Skate Info Glace : Quel bilan dressez-vous de cette compétition ?
Jean-Hans : À part un petit problème dans la médiane, nous avons plutôt bien patiné la danse rythmique. La danse libre a été plus compliquée pour moi. J’avais très mal au dos. J’ai dû essayer de gérer au mieux, mais cela a rendu les choses assez difficiles.
Célina : Cela s’est joué sur la performance, comme dans toutes les grandes compétitions. Nous avons déjà battu tous les couples présents. Avec deux très bons programmes, nous aurions pu finir deuxièmes. Tout le monde était dans un mouchoir de poche, et nous avions les capacités de monter sur le podium. En danse, les erreurs coûtent très cher. Lors de la danse rythmique, j’ai eu un petit déséquilibre sur les twizzles. Sur le moment, j’ai senti que j’étais instable, mais je ne pensais pas que cela aurait un si grand impact. En regardant le détail du protocole, on voit tout de suite à quel point cela dégrade la note. L’erreur n’était pas due au stress. Ce sont des choses qui peuvent m’arriver à l’entraînement, c’était plus une erreur d’inattention et de fatigue. Nous n’allons pas nous apitoyer sur nous-mêmes, mais cela nécessite une remise en question. Nous ne pouvons pas nous dire : "OK, c’est bien, nous sommes cinquièmes." Nous allons devoir travailler pour faire mieux la prochaine fois. Nous terminons ces années juniors en sachant que nous avons toujours fait partie des meilleurs couples mondiaux. C’est une fierté. J’aurais aimé repartir avec une médaille pour conclure cette période, mais tout ne s’aligne pas toujours parfaitement. Le problème de dos de Jean-Hans a aussi eu un impact. Ce n’est pas facile à gérer, mentalement comme physiquement. Il sent qu’il n’a pas été au maximum de ses capacités aujourd’hui.
Jean-Hans : J'essayais d'assurer, mais mon corps ne répondait pas vraiment. La douleur s’est déclenchée à l’entraînement le matin de la danse libre, quand nous avons fait le porté stationnaire. Toute la saison, j’ai souffert du dos, c’est difficile à gérer.
 
Skate Info Glace : Vous êtes certes déçus mais vous semblez beaucoup plus sereins qu'après la finale à Grenoble.
Célina : Nous ne sommes pas partis avec le même état d’esprit. Lors de la finale, nous avons fait énormément d’erreurs qui nous ont coûté beaucoup de points. Cette fois, ce sont plutôt des petits détails qui ont fait la différence, mais ce n’était pas une contre-performance. À la finale, nous avons fait deux vraies contre-performances. Nous ne nous sommes pas sentis en contrôle. Nous ne comprenions pas ce qui se passait, nous étions paniqués, et ce n’était pas nous. Ici, aux Mondiaux, c’était nous. Nous avons fait comme nous avons pu. Ce n’est pas encore suffisant, donc cela va nous demander du travail et une remise en question, mais nous avons été là et nous avons répondu présents. Il n’y a pas de regrets à avoir sur cela, en tout cas. Par contre, il faut du travail, c’est certain. Cela fait longtemps que nous patinons ensemble, et nous continuons à livrer des programmes avec des erreurs. Nous remarquons que cela arrive surtout lors des grandes compétitions. Nous faisons pourtant beaucoup de préparation mentale. Il y a une semaine, à Egna, nous avons fait un programme sans faute. Il y a forcément un lien avec le mental.

 

 

Skate Info Glace : Sur quoi avez-vous progressé cette année ?

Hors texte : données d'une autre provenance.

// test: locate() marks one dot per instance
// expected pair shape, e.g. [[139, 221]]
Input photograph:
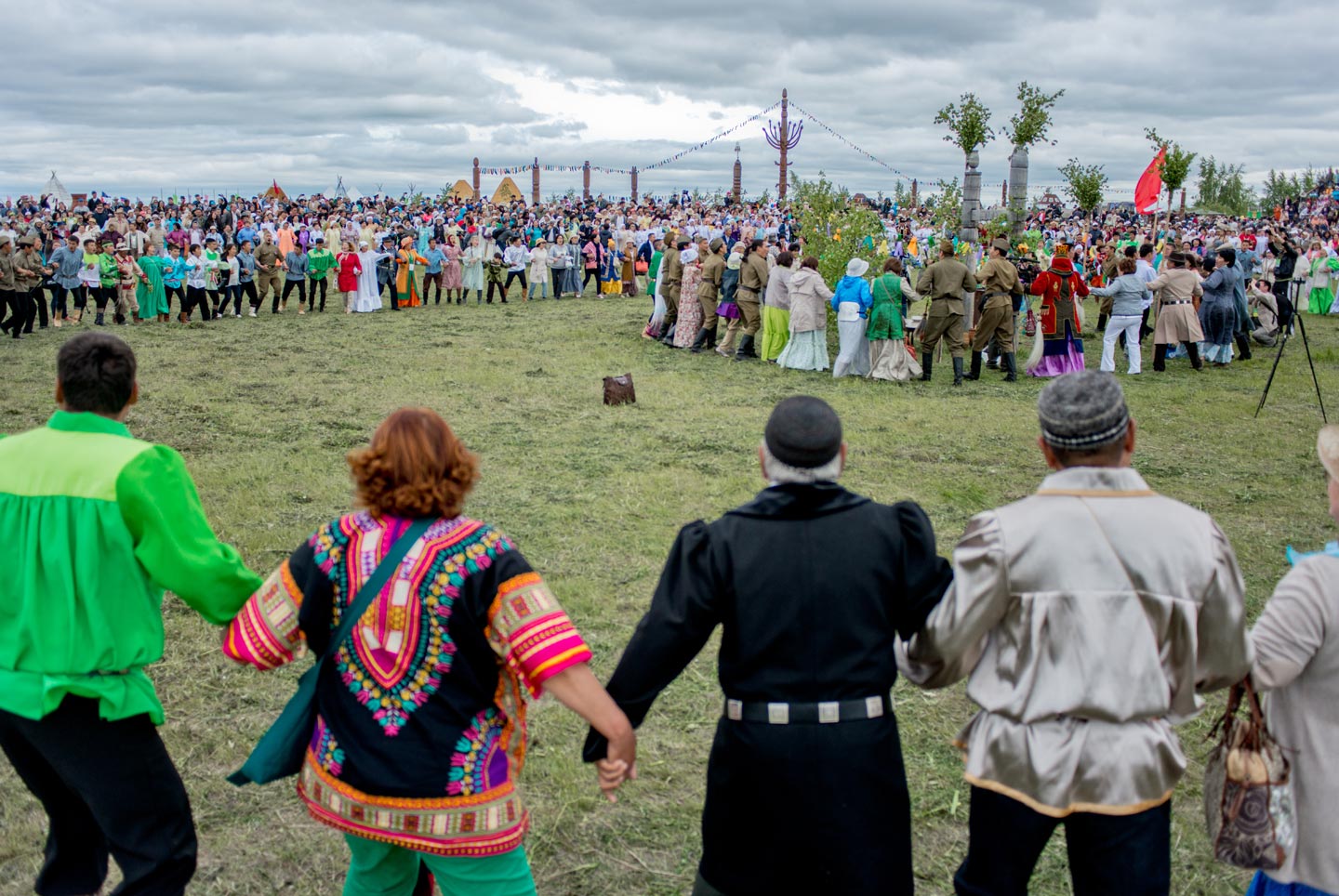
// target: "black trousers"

Jean-Hans : Sur la prise de vitesse dans les programmes et la puissance. Nous nous engageons plus dans les éléments qu’avant. Nous étions très précautionneux auparavant.

Célina : Nous avons progressé dans notre manière d’aborder les compétitions. Avant, nous y allions sur la retenue, sans nous donner à notre maximum, ce qui était frustrant, pour nos entraîneurs et pour nous. Cette année, dès le début, nous avons décidé de nous donner à fond, quitte à ce qu’à un moment dans le programme, cela devienne plus difficile. Nous avons beaucoup travaillé avec Karine sur la puissance, mais ce n’est pas encore suffisant. Globalement, nous avons gagné en maturité dans notre patinage. L’an dernier, si nous avions dû passer de juniors à seniors, nous n’aurions pas eu le niveau. Maintenant, nous sommes prêts pour cette transition. Nous savons que cela va être difficile, mais nous avons le niveau pour évoluer en senior. 

 

Skate Info Glace : Vous êtes devenus champions de France juniors pour la première fois cette année. Quelle importance avait ce titre pour vous ?

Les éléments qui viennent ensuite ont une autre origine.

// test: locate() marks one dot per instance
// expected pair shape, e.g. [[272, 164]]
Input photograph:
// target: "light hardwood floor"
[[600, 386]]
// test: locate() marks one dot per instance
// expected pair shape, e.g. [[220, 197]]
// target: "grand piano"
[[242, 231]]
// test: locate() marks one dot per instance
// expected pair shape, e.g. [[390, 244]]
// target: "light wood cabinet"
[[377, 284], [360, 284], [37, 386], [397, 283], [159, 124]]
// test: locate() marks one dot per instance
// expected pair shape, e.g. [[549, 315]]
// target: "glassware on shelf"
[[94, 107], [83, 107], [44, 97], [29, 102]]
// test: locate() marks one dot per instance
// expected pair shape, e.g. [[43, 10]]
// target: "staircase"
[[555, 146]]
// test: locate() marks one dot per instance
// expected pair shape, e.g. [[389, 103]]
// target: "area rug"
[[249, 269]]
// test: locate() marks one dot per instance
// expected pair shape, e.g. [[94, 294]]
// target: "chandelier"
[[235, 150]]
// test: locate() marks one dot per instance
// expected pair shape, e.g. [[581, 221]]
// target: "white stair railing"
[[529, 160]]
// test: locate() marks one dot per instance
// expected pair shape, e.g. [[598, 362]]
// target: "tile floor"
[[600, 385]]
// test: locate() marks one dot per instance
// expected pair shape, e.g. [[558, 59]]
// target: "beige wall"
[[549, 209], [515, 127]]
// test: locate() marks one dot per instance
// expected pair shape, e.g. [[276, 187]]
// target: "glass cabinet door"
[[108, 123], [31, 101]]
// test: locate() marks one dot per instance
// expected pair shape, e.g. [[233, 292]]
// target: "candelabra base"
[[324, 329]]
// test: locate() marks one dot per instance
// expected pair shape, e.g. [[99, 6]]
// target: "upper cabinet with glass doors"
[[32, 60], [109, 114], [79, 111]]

Jean-Hans : Ce n’était pas un objectif majeur, mais mentalement, cela a fait du bien. Après deux années où nous l’avons manqué, cela nous a relancé pour la deuxième partie de la saison.

 

Skate Info Glace : Quel est votre meilleur souvenir de cette saison ?

Célina : Ah, j’aurais bien aimé que ce soit cette danse libre ! Comme celle de l’année dernière à Taipei ! Je dirais que la danse rythmique aux championnats de France reste un moment marquant. Je ne sais pas pourquoi, mais tout semblait hyper facile, nous étions parfaitement synchronisés, c’était la meilleure danse rythmique de notre vie, avec un record de points.

Jean-Hans : Je pense aussi au Grand Prix d’Ostrava.

Célina : Gagner un Grand Prix change beaucoup de choses. On sent qu’il y a une attention particulière, notamment de la part des médias. Il y a l’interview avec Ted Barton, les photos… Ayant souvent terminé à la deuxième ou troisième place, j’ai ressenti une belle différence cette fois-ci.

 

Skate Info Glace : Avez-vous des idées de musique pour la saison prochaine ?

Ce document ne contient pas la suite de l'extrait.